Alan Parker examines the foibles of the human body in the comic farce The Road to Wellville (C+), pitting Anthony Hopkins as a Willy Wonka of a 1907 health sanitarium against naifs Matthew Broderick and Bridget Fonda. This episodic film often provides a tonic to the funny-bone but fails to find a remedy and resonance against any enduring central theme.
Danny Boyle’s wickedly witty thriller Shallow Grave (B+) features Kerry Fox, Christopher Eccleston and Ewan McGregor as insular flatmates in search of a fourth, who turns out to have mysterious money and crime connections. Boyle is observant and twisty as his trio of antiheroes confronts some shades of gray that are murkier than ever surrounding their new domicile denizen. It’s entertaining and suspenseful.

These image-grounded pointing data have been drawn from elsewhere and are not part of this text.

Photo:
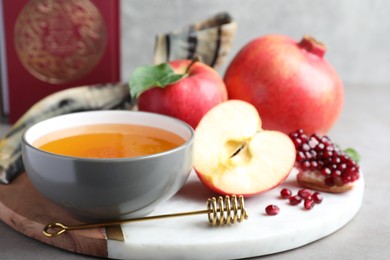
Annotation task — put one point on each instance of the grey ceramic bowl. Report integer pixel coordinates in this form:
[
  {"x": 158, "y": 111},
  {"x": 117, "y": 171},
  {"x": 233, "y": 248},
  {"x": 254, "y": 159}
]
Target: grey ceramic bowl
[{"x": 108, "y": 188}]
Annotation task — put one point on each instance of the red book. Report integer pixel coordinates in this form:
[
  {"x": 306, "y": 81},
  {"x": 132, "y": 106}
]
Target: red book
[{"x": 51, "y": 45}]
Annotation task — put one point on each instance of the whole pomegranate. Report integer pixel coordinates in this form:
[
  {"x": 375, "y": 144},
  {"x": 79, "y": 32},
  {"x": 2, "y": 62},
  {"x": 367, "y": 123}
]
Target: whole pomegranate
[{"x": 290, "y": 83}]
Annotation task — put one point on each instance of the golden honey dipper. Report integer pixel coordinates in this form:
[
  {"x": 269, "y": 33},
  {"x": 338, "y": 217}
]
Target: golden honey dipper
[{"x": 222, "y": 211}]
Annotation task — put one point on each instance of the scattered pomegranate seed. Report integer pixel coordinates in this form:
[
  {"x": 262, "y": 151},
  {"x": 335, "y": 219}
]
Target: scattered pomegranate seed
[
  {"x": 285, "y": 193},
  {"x": 317, "y": 197},
  {"x": 304, "y": 193},
  {"x": 308, "y": 204},
  {"x": 295, "y": 200},
  {"x": 272, "y": 210}
]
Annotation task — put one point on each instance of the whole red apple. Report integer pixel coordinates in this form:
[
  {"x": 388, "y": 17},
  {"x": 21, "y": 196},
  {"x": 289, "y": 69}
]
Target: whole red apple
[
  {"x": 290, "y": 83},
  {"x": 198, "y": 90}
]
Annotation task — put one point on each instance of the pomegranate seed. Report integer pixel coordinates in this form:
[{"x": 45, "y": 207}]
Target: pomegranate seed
[
  {"x": 317, "y": 197},
  {"x": 285, "y": 193},
  {"x": 272, "y": 210},
  {"x": 304, "y": 193},
  {"x": 295, "y": 200},
  {"x": 309, "y": 204}
]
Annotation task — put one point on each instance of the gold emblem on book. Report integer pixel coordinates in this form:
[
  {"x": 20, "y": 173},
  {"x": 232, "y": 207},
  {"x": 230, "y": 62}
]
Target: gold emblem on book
[{"x": 59, "y": 41}]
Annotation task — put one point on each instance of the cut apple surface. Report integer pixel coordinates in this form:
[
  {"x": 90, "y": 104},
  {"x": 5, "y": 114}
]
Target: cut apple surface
[{"x": 234, "y": 155}]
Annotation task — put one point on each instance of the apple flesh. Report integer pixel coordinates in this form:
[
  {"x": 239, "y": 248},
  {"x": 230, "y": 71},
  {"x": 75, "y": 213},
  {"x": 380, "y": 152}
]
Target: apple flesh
[
  {"x": 234, "y": 155},
  {"x": 189, "y": 98},
  {"x": 290, "y": 83}
]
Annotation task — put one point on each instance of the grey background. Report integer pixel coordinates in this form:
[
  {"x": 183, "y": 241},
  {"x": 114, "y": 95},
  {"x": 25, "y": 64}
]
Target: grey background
[{"x": 356, "y": 32}]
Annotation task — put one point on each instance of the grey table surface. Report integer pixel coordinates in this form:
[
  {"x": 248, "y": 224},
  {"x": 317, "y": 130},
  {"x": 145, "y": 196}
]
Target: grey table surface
[{"x": 365, "y": 125}]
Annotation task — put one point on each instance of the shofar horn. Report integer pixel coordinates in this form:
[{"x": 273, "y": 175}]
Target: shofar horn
[{"x": 210, "y": 39}]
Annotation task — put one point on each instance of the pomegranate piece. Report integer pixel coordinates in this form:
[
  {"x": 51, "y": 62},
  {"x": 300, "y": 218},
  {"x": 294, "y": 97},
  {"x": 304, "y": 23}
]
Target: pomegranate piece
[
  {"x": 317, "y": 197},
  {"x": 322, "y": 165},
  {"x": 285, "y": 193},
  {"x": 295, "y": 200},
  {"x": 308, "y": 204},
  {"x": 272, "y": 210},
  {"x": 304, "y": 193}
]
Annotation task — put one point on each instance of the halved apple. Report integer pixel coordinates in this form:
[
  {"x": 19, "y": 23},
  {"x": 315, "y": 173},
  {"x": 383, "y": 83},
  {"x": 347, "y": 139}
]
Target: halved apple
[{"x": 234, "y": 155}]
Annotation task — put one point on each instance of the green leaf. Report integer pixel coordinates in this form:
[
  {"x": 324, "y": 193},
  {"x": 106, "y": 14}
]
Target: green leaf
[
  {"x": 149, "y": 76},
  {"x": 353, "y": 154}
]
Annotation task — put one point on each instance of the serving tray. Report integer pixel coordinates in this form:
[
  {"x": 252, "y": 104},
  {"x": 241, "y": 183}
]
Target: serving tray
[{"x": 191, "y": 237}]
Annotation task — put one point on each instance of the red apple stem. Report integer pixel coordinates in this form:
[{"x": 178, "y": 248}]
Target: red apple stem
[
  {"x": 195, "y": 59},
  {"x": 311, "y": 45}
]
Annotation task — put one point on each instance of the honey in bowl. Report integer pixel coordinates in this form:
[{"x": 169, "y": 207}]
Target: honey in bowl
[{"x": 109, "y": 141}]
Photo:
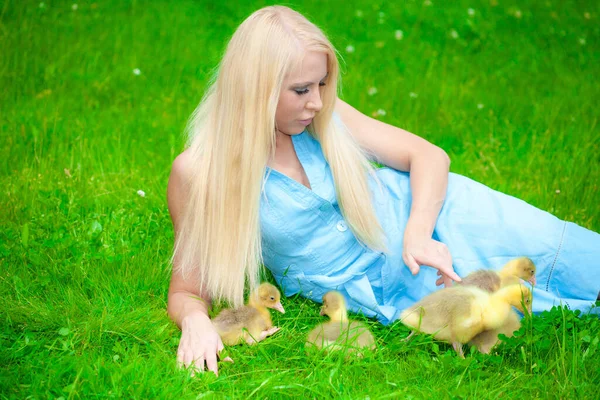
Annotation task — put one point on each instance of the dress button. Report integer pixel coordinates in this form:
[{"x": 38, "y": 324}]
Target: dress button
[{"x": 342, "y": 227}]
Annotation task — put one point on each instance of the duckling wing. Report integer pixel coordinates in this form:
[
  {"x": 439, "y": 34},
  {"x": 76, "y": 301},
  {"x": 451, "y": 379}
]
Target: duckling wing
[
  {"x": 444, "y": 312},
  {"x": 235, "y": 319},
  {"x": 483, "y": 279}
]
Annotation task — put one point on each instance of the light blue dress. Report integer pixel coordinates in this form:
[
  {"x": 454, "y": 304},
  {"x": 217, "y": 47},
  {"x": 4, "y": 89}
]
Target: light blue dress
[{"x": 310, "y": 249}]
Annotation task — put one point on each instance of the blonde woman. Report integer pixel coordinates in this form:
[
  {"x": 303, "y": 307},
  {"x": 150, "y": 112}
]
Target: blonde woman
[{"x": 277, "y": 172}]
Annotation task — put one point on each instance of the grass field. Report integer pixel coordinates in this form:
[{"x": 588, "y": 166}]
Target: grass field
[{"x": 94, "y": 97}]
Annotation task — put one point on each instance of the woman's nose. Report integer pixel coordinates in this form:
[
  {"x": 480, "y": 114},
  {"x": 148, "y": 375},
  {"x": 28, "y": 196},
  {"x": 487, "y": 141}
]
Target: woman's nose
[{"x": 315, "y": 103}]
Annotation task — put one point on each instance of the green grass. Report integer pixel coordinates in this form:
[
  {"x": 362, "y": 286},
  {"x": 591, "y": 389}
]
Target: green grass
[{"x": 85, "y": 260}]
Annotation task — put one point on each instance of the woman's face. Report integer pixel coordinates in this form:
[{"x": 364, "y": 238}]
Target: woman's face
[{"x": 300, "y": 97}]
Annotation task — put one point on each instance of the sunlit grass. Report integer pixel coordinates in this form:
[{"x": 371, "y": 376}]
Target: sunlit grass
[{"x": 92, "y": 108}]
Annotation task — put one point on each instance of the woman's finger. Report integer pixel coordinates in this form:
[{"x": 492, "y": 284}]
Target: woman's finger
[
  {"x": 412, "y": 264},
  {"x": 211, "y": 362}
]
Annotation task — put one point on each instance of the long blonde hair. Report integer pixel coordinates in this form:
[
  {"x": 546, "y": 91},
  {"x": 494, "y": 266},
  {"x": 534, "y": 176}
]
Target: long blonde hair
[{"x": 232, "y": 138}]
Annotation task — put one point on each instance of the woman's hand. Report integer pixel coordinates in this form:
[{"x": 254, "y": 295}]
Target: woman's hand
[
  {"x": 423, "y": 250},
  {"x": 200, "y": 344}
]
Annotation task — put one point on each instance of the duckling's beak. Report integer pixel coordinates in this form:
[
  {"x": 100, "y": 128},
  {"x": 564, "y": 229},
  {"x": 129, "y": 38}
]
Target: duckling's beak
[{"x": 279, "y": 307}]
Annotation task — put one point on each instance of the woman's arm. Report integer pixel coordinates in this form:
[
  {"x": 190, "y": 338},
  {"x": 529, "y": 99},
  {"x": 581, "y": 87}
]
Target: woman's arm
[
  {"x": 187, "y": 306},
  {"x": 428, "y": 166}
]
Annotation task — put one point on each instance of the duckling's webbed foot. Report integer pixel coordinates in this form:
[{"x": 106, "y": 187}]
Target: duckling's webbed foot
[
  {"x": 458, "y": 347},
  {"x": 262, "y": 336},
  {"x": 406, "y": 339}
]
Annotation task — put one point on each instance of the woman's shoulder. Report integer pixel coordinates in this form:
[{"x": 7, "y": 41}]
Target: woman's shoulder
[
  {"x": 182, "y": 165},
  {"x": 181, "y": 175}
]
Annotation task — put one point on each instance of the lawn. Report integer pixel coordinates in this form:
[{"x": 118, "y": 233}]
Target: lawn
[{"x": 93, "y": 102}]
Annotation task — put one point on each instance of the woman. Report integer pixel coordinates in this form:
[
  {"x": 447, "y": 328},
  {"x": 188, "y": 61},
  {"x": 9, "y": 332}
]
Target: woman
[{"x": 277, "y": 172}]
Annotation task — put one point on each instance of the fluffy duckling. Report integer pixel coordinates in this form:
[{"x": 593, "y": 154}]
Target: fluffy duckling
[
  {"x": 519, "y": 268},
  {"x": 457, "y": 314},
  {"x": 511, "y": 273},
  {"x": 486, "y": 340},
  {"x": 339, "y": 333},
  {"x": 250, "y": 323}
]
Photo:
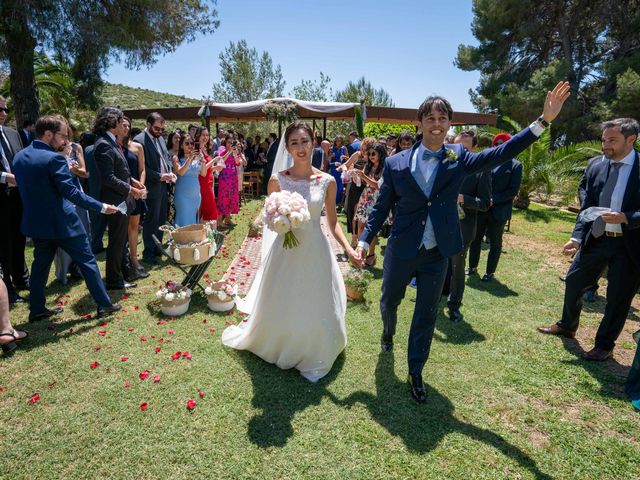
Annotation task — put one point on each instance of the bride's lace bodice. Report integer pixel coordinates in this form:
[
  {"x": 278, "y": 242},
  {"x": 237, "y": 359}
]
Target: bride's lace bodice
[{"x": 313, "y": 191}]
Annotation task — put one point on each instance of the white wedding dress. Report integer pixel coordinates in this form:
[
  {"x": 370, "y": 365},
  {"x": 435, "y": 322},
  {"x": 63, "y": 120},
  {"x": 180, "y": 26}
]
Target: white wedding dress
[{"x": 298, "y": 302}]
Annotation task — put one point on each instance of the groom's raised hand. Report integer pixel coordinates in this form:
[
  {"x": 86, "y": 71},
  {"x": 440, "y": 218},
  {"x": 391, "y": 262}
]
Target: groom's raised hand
[{"x": 555, "y": 100}]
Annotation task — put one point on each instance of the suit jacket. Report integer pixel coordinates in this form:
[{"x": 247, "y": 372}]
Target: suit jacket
[
  {"x": 505, "y": 184},
  {"x": 151, "y": 163},
  {"x": 16, "y": 145},
  {"x": 476, "y": 190},
  {"x": 49, "y": 194},
  {"x": 596, "y": 179},
  {"x": 582, "y": 186},
  {"x": 400, "y": 188},
  {"x": 113, "y": 169}
]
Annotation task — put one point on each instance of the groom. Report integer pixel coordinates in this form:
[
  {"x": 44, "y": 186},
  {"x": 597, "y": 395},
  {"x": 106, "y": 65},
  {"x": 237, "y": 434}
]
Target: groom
[{"x": 423, "y": 183}]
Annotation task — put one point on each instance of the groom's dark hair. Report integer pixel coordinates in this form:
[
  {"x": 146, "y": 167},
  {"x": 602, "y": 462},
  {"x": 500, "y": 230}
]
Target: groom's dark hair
[{"x": 441, "y": 104}]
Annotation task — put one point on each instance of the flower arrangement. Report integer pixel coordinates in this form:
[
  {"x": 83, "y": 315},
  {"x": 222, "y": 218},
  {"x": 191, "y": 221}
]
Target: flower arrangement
[
  {"x": 284, "y": 111},
  {"x": 356, "y": 282},
  {"x": 221, "y": 296},
  {"x": 174, "y": 298},
  {"x": 284, "y": 212}
]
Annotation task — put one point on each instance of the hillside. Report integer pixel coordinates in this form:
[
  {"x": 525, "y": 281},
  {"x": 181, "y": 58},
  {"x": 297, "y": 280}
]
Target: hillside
[{"x": 126, "y": 97}]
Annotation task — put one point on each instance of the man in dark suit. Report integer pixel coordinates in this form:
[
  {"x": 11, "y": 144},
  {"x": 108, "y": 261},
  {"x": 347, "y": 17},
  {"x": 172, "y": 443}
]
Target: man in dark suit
[
  {"x": 158, "y": 177},
  {"x": 423, "y": 184},
  {"x": 474, "y": 197},
  {"x": 271, "y": 158},
  {"x": 27, "y": 133},
  {"x": 50, "y": 218},
  {"x": 611, "y": 240},
  {"x": 505, "y": 184},
  {"x": 12, "y": 241},
  {"x": 117, "y": 187}
]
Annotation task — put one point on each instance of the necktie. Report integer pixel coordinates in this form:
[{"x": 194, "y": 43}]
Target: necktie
[
  {"x": 7, "y": 153},
  {"x": 605, "y": 198}
]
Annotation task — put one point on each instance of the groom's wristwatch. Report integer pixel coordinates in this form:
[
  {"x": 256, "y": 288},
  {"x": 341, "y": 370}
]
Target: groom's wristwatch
[{"x": 542, "y": 121}]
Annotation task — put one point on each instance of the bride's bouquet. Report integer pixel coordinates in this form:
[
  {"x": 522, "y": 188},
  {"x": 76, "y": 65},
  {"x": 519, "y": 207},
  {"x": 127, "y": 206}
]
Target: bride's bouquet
[{"x": 284, "y": 212}]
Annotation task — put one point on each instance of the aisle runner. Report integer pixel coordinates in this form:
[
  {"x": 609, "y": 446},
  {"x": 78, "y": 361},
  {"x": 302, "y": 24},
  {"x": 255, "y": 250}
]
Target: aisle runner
[{"x": 247, "y": 260}]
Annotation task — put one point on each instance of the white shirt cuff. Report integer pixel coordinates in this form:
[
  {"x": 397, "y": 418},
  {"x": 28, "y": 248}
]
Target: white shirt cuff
[{"x": 536, "y": 128}]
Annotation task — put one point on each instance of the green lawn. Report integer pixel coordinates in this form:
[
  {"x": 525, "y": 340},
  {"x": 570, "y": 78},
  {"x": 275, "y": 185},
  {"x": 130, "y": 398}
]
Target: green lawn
[{"x": 504, "y": 401}]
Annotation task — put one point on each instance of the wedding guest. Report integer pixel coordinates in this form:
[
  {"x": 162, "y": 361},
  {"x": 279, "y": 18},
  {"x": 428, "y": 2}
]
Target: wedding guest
[
  {"x": 474, "y": 197},
  {"x": 426, "y": 228},
  {"x": 354, "y": 142},
  {"x": 49, "y": 219},
  {"x": 228, "y": 199},
  {"x": 337, "y": 157},
  {"x": 371, "y": 178},
  {"x": 8, "y": 335},
  {"x": 118, "y": 187},
  {"x": 134, "y": 153},
  {"x": 611, "y": 240},
  {"x": 158, "y": 177},
  {"x": 505, "y": 183},
  {"x": 12, "y": 240},
  {"x": 357, "y": 161}
]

Director Tony Scott’s film of an early Quentin Tarantino script, True Romance (D+) is unfortunately a misguided, mean-spirited action film that raises issues about a violent world without any rational backing or compelling message. It’s as if there’s an irony on the screenplay page that just didn’t translate to how Scott chose to direct it. Christian Slater and Patricia Arquette don’t register in the leading roles in an aimless story about drug runs and double-crosses. The great supporting cast has its moments though including the ever-intriguing Christopher Walken as one of the villains and Brad Pitt as a stoner roommate who hilariously rarely leaves his sofa.
Director Robert Altman’s 1970’s classic Nashville is often described as “24 characters searching for a movie.” His Short Cuts (B) adds about ten more to the mix as it tells a panoramic story of interlocking characters adrift in modern-day Los Angeles. Lily Tomlin, Peter Gallagher, Jack Lemmon and Julianne Moore are among the standouts in the ensemble cast. With so many short stories – some comedic, some tragic, some formal, some jazzy – the plot defies a Player-esque 25-word-or-less pitch. But at a Short three and a half hour running time, it’s an intriguing, ironic and insightful look at modern relationships.
Peter Greenaway’s The Cook, The Thief, His Wife and Her Lover (A-) is a startling drama, all taking place in the confines of a swanky restaurant in which the colors of the characters’ costumes change in each room. This allegory features Helen Mirren and Michael Gambon as the central couple. She is an abused wife (the husband evidently is a symbol of Margaret Thatcher) who falls into the hands of the so-called “lover,” who represents intellectual dissidents. A secret love affair ensues right under the same roof where the brooding husband holds court each night over his feast. Greenaway films the movie in fleshy primary colors and uses Michael Nyman’s orchestral music to propel the story forward during the course of a series of days. All sorts of deceit and decadence are on the menu as the film swells to its stirring conclusion. It’s an obsessive and amazing film, not for the easily offended.